Assurances obsèques : le marché de la mort fait vendre

Ne pas laisser sa famille dans la peine et face aux difficultés financières lors de sa mort, c’est le souhait de nombre d’entre nous. Les assureurs ont senti le filon depuis bien longtemps. Les assurances obsèques permettent, en contrepartie de versement de primes d’assurances, de percevoir un capital permettant de financer les obsèques. Sauf que la majorité des contrats proposés ne présentent aucun avantage financier aux assurés... Et pour cause, un peu d’algèbre suffit. En additionnant le montant des primes versées, au fil des années, au regard du capital versé lors du décès, un enfant de CE2 verrait le pot aux roses.

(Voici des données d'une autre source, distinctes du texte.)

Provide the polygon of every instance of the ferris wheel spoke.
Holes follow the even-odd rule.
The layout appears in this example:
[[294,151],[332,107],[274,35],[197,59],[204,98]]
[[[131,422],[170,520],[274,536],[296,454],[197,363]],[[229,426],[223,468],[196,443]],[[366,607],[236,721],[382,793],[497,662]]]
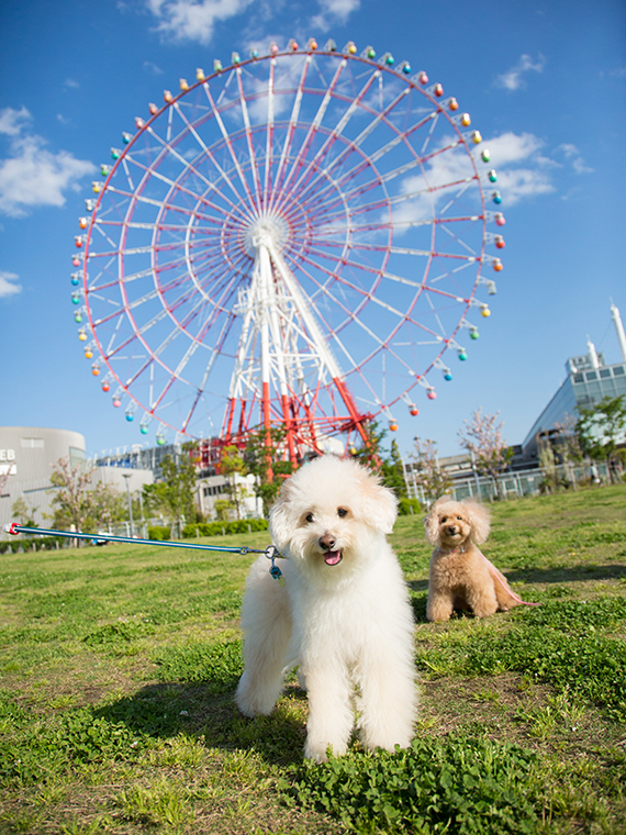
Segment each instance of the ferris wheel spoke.
[[246,97],[244,94],[244,86],[242,84],[242,68],[237,67],[236,70],[237,74],[237,87],[239,90],[239,104],[242,108],[242,115],[244,118],[244,127],[246,131],[246,142],[248,145],[248,157],[250,162],[251,172],[253,172],[253,180],[255,183],[255,193],[256,193],[256,205],[257,209],[260,211],[262,207],[262,196],[261,196],[261,185],[260,185],[260,178],[259,178],[259,171],[257,166],[257,158],[255,153],[255,146],[253,142],[253,134],[251,134],[251,127],[250,127],[250,118],[248,114],[248,107],[246,103]]
[[[384,110],[380,111],[379,113],[375,114],[375,118],[370,122],[370,124],[365,127],[361,133],[350,142],[325,168],[322,168],[320,174],[317,174],[316,177],[311,179],[309,183],[303,187],[302,189],[302,196],[306,196],[310,191],[315,189],[317,183],[323,180],[327,179],[331,170],[342,164],[344,159],[353,153],[355,149],[360,148],[362,143],[366,138],[368,138],[371,133],[383,122],[387,123],[389,127],[391,127],[393,131],[396,131],[396,129],[391,125],[388,122],[388,115],[393,111],[393,109],[401,102],[401,100],[404,98],[404,96],[409,92],[409,88],[405,88],[404,91],[402,91],[393,101],[391,101]],[[434,118],[434,113],[429,113],[424,119],[421,119],[418,122],[416,122],[414,125],[412,125],[410,129],[405,131],[398,132],[398,135],[394,136],[392,140],[390,140],[385,145],[383,145],[381,148],[379,148],[376,153],[365,156],[365,158],[359,162],[358,165],[354,166],[351,169],[346,171],[342,177],[339,177],[336,181],[339,185],[343,185],[345,182],[348,182],[350,179],[354,179],[356,176],[358,176],[368,165],[376,164],[379,159],[382,159],[387,154],[389,154],[393,148],[395,148],[401,142],[406,143],[407,138],[420,127],[422,127],[426,122],[432,120]],[[406,143],[407,144],[407,143]],[[420,159],[417,158],[417,155],[413,151],[410,144],[407,144],[407,148],[410,153],[412,153],[416,159],[416,165],[420,164]],[[327,189],[328,187],[326,187]],[[323,193],[325,189],[321,189],[321,192]]]
[[276,59],[269,62],[269,76],[267,82],[267,127],[265,143],[265,172],[262,187],[262,205],[268,207],[271,190],[271,171],[273,166],[273,84],[276,75]]
[[[230,204],[232,204],[232,207],[234,209],[238,210],[238,207],[241,205],[241,201],[242,201],[242,196],[235,189],[233,182],[231,181],[231,179],[228,178],[228,176],[226,175],[226,172],[222,169],[222,167],[217,164],[217,162],[214,159],[213,155],[210,153],[209,149],[206,149],[206,152],[205,152],[206,156],[211,159],[212,164],[215,166],[216,170],[220,172],[220,176],[224,179],[224,181],[228,185],[228,187],[233,191],[233,193],[235,196],[235,202],[234,203],[232,203],[232,201],[228,200],[226,198],[226,196],[222,191],[220,191],[220,189],[217,189],[216,186],[213,182],[211,182],[211,180],[208,177],[205,177],[201,171],[199,171],[195,166],[191,165],[191,163],[189,163],[187,159],[185,159],[185,157],[181,156],[178,153],[177,148],[174,145],[170,144],[170,141],[166,142],[155,131],[153,131],[152,129],[148,129],[148,130],[150,131],[150,134],[154,136],[154,138],[161,145],[161,153],[163,154],[169,154],[169,155],[171,155],[178,163],[180,163],[180,165],[182,167],[182,171],[185,174],[189,174],[189,172],[193,174],[193,176],[198,177],[199,181],[202,182],[203,186],[206,189],[209,189],[210,191],[213,191],[214,193],[219,194],[222,200],[228,202]],[[156,168],[149,168],[149,167],[147,167],[146,171],[149,171],[152,176],[155,176],[155,177],[157,177],[157,179],[160,179],[160,176],[157,172]],[[182,186],[180,186],[180,183],[178,183],[176,181],[172,181],[171,185],[174,187],[176,187],[177,190],[179,190],[179,191],[181,191],[183,193],[188,192],[187,189],[185,189]],[[198,200],[201,200],[201,202],[205,202],[206,204],[209,204],[209,201],[205,198],[204,199],[201,198],[200,194],[198,194],[198,193],[195,193],[195,192],[193,192],[191,190],[189,190],[189,194],[191,197],[198,199]]]
[[294,463],[325,436],[367,443],[414,387],[432,399],[426,375],[487,308],[493,213],[455,108],[384,62],[299,48],[187,93],[124,135],[87,207],[72,301],[102,388],[144,434],[204,436],[220,409],[237,445],[284,426]]
[[[209,103],[211,104],[211,108],[213,110],[213,118],[215,119],[215,122],[217,123],[217,126],[220,127],[220,132],[222,134],[222,138],[224,140],[226,147],[228,148],[228,153],[231,155],[231,159],[233,160],[233,165],[235,166],[235,170],[237,172],[237,176],[239,178],[239,182],[243,186],[243,189],[246,193],[246,197],[248,199],[248,205],[251,212],[251,216],[258,218],[259,207],[255,204],[255,200],[253,198],[253,193],[250,191],[250,188],[248,186],[248,180],[244,175],[244,171],[242,169],[242,166],[239,164],[239,160],[237,159],[237,155],[235,154],[235,149],[233,148],[233,143],[231,142],[231,136],[228,134],[228,131],[226,130],[226,125],[224,124],[224,121],[222,120],[222,115],[220,113],[220,109],[216,107],[215,102],[213,101],[213,97],[211,94],[211,90],[209,88],[209,85],[206,81],[202,85],[204,88],[204,92],[206,93],[206,98],[209,99]],[[225,176],[225,172],[224,172]],[[237,193],[236,189],[234,188],[234,185],[227,179],[228,186],[233,189],[233,192],[236,194],[236,197],[242,200],[241,194]]]
[[289,175],[284,181],[284,189],[289,185],[289,181],[292,179],[292,177],[298,176],[298,171],[300,170],[301,167],[303,167],[303,170],[300,172],[298,179],[294,181],[292,186],[292,189],[294,191],[300,191],[300,190],[303,191],[306,179],[311,177],[312,171],[318,167],[321,160],[326,157],[331,148],[334,146],[335,142],[337,142],[337,140],[343,135],[343,132],[346,129],[347,124],[349,123],[350,119],[357,111],[362,99],[368,93],[371,85],[379,76],[380,76],[380,69],[377,68],[366,80],[360,91],[357,93],[355,99],[348,105],[346,112],[342,115],[336,126],[331,131],[329,135],[327,136],[325,142],[322,144],[322,147],[320,148],[320,151],[317,151],[317,153],[312,157],[311,160],[306,163],[305,159],[300,154],[297,156],[293,165],[291,166]]
[[[324,98],[322,99],[322,102],[320,103],[320,107],[317,108],[317,112],[316,112],[316,114],[315,114],[315,116],[314,116],[311,125],[309,126],[309,130],[306,132],[306,136],[304,137],[304,141],[303,141],[303,143],[301,145],[301,148],[300,148],[298,155],[295,156],[295,162],[293,164],[294,166],[299,165],[301,163],[301,160],[303,160],[304,157],[306,156],[306,154],[309,153],[309,147],[311,145],[311,142],[312,142],[313,137],[315,136],[315,134],[317,133],[320,124],[321,124],[321,122],[322,122],[322,120],[324,118],[324,114],[326,113],[326,109],[327,109],[328,103],[331,101],[331,98],[333,96],[333,90],[335,89],[335,87],[336,87],[336,85],[337,85],[337,82],[339,80],[339,76],[342,74],[342,70],[344,69],[345,66],[346,66],[346,60],[342,60],[340,64],[339,64],[339,66],[337,67],[336,71],[335,71],[335,75],[334,75],[334,77],[333,77],[333,79],[332,79],[332,81],[331,81],[331,84],[328,86],[328,89],[326,90],[326,92],[324,94]],[[305,62],[305,64],[304,64],[304,66],[302,68],[302,74],[300,76],[300,80],[298,82],[298,89],[297,89],[297,92],[295,92],[295,98],[293,100],[293,107],[292,107],[291,115],[290,115],[290,119],[289,119],[289,127],[288,127],[288,131],[287,131],[287,136],[286,136],[286,140],[284,140],[284,145],[282,147],[282,153],[280,155],[280,162],[278,164],[278,170],[277,170],[277,174],[276,174],[276,187],[275,187],[275,189],[272,191],[272,197],[271,197],[271,200],[270,200],[270,207],[269,207],[270,210],[276,210],[277,207],[275,205],[275,197],[281,197],[282,194],[286,193],[288,182],[289,182],[289,180],[290,180],[290,178],[291,178],[291,176],[293,174],[293,166],[290,169],[290,171],[289,171],[288,175],[286,175],[286,168],[287,168],[287,160],[288,160],[288,158],[289,158],[289,156],[291,154],[293,135],[295,133],[295,127],[298,125],[298,119],[299,119],[299,115],[300,115],[300,108],[301,108],[301,104],[302,104],[302,96],[303,96],[303,90],[304,90],[304,79],[306,77],[308,70],[309,70],[309,62]],[[287,179],[286,179],[286,177],[287,177]]]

Exemple cité sur France 3 : En 24 ans de mensualité, Madame G. a payé 33.124 euros. Sauf qu’à sa mort, sa famille n’a touché que la somme prévue initialement, soit 4 600 euros. Le fils de Madame G s’estime floué au vu de l’écart entre ce qu’a payé sa mère en mensualité et la faible somme récoltée à sa mort. "Je ressens un sentiment de colère devant les arguments utilisés par les commerciaux pour décrocher des contrats. On s’adresse à des personnes en situation de crainte par rapport à l’avenir. Moi je trouve ça absolument indigne", déclare-t-il. D’autres personnes préfèrent garder une somme qu’ils donnent directement à leurs enfants plutôt qu’aux assurances.

Le pire du pire... Cotisation à fonds perdus

Verser des primes d’assurances sont des versements à fonds perdus. Si le décès n’est pas survenu avant la fin du contrat (souscrit pour dix, quinze ou vingt ans), tout l’argent versé est perdu ! On peut bien sûr opter pour une garantie « vie entière », mais avec des cotisations largement plus élevées.

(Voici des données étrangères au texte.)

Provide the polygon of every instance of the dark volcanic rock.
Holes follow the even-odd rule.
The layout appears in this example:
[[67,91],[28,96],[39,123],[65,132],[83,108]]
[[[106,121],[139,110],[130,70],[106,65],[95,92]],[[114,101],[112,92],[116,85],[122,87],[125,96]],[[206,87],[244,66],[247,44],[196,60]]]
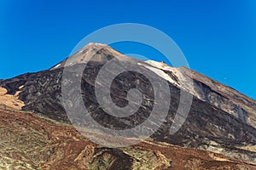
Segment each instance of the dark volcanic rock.
[[[82,63],[84,57],[82,60],[83,62],[79,63],[77,60],[80,56],[88,53],[89,49],[86,50],[79,53],[79,57],[74,57],[76,63],[69,66],[67,79],[62,80],[64,64],[61,62],[61,66],[57,65],[49,71],[2,80],[0,87],[7,88],[9,94],[14,94],[19,90],[21,91],[19,99],[25,103],[22,110],[42,114],[59,122],[70,122],[61,102],[61,81],[69,82],[71,85],[68,85],[70,86],[68,97],[72,99],[71,101],[75,101],[79,89],[73,88],[72,84],[79,81],[77,74],[79,72],[78,71],[84,69],[84,65]],[[124,107],[128,104],[127,92],[131,88],[137,88],[143,94],[143,102],[137,111],[127,117],[115,117],[106,113],[96,98],[95,82],[99,71],[108,60],[114,57],[115,54],[113,51],[108,54],[108,50],[103,50],[97,54],[101,56],[101,60],[87,63],[81,82],[82,102],[90,115],[101,125],[113,129],[129,129],[141,124],[149,116],[154,106],[154,94],[152,84],[143,74],[135,71],[125,71],[116,76],[110,89],[112,100],[116,105]],[[140,69],[151,71],[143,65],[140,66]],[[178,77],[173,72],[168,71],[165,71],[165,72],[178,82]],[[111,74],[110,71],[109,74]],[[152,75],[155,77],[158,76],[155,73],[152,73]],[[104,83],[103,80],[102,83]],[[256,144],[256,129],[247,123],[250,116],[247,114],[248,111],[243,110],[242,106],[234,104],[233,110],[235,108],[239,110],[239,111],[235,111],[236,114],[238,112],[239,114],[237,116],[230,114],[227,109],[222,109],[223,105],[224,108],[230,105],[229,96],[217,92],[209,85],[198,80],[195,79],[194,83],[197,96],[194,96],[188,118],[177,133],[170,135],[170,127],[173,123],[173,118],[177,113],[181,89],[177,84],[168,82],[169,89],[167,90],[171,92],[171,102],[170,105],[168,103],[166,105],[170,105],[169,113],[165,122],[152,135],[152,138],[157,141],[196,149],[207,149],[256,162],[255,152],[238,148]],[[20,86],[23,86],[21,89],[20,89]],[[76,107],[80,102],[77,101],[77,103],[70,105]],[[162,102],[166,101],[163,99]],[[218,103],[222,105],[218,107]],[[89,126],[90,122],[85,123],[88,123]]]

Évitez donc toutes ces assurances, vraiment toutes les assurances...

Épargner sur un contrat d’assurance-vie afin de couvrir les frais de ses obsèques n’est pas un bon plan non plus. Non, cette fois-ci ce n’est pas au niveau financier que cela va coincer, mais au niveau pratique. Le bénéficiaire du contrat ne percevra les fonds ainsi capitalisés que bien tard que vos obsèques, du fait des délais de traitement du dénouement du contrat pour cause de décès (plusieurs semaines de délais).

Effectuez plutôt une donation d’argent

C’est bien le sujet actuel avec la promesse de revue de la fiscalité sur les donations dans les années à venir. Les Français ne donnent pas assez de leur vivant, et pourtant les conditions fiscales sont favorables. L’on peut donner à un enfant jusqu’à 100.000€ d’argent tous les 15 ans. Pour ce cas précis, vous pouvez ajouter à votre don une clause de charge, incluant l’obligation pour le donataire (celui qui reçoit les fonds) de prendre en charge le financement de vos obsèques, et le tour est joué ! Tout le monde est informé dans la famille, ainsi cette épée de Damoclès à propos de votre mort peut s’envoler.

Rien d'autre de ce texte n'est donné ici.